Problem Statement:
Given any $n$ events $A_1,A_2, ...,A_n$, prove that the probability of exactly $m$ ($m \le n$) of them happening is
$$P_m - \binom{m+1}{m}P_{m+1} + \binom{m+2}{m}P_{m+2} - \cdots \pm \binom{n}{m}P_n$$
where $P_k = \sum_{1\le i_1<i_2 \cdots <i_k \le n}\Pr(\bigcap_{r=1}^k A_{i_r})$
My thoughts:
This looks quite similar to the inclusion-exclusion principle where we had:
$$\sum_{i=1}^n(-1)^{i+1}P_i$$
but here we have
$$\sum_{i=m}^n(-1)^{i+m}\binom{i}{m}P_i$$
I understand that $P_k$ implies you should sum the probabilities of all the combinations of $A$ of length $k$. Since this already includes the combinations, I don't understand why we need a binomial coefficient before each term.
To find the required probability, one can add all possible probabilities of a combination of $m$ events happening, then subtract those of $m+1$ events happening (since the first one includes this).
The same question has been asked before here and here.
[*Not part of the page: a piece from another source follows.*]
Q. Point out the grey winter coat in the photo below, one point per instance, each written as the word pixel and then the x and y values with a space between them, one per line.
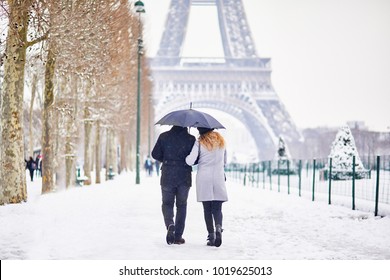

But in the first one, the answerer uses the Indicator function (I'm aware of its basic properties, but the answerer does something which is not clear to me), and in the second, the OP themselves provide an answer (but it has a flaw (?) - they take $\Pr(M \cap N^C) = \Pr(M) - \Pr(N)$). So, I'm looking for an answer that at least clearly states how can I proceed with the proof, the reason for the binomial coefficients and uses the Indicator function as less as possible (since till now the author has not discussed it in the book).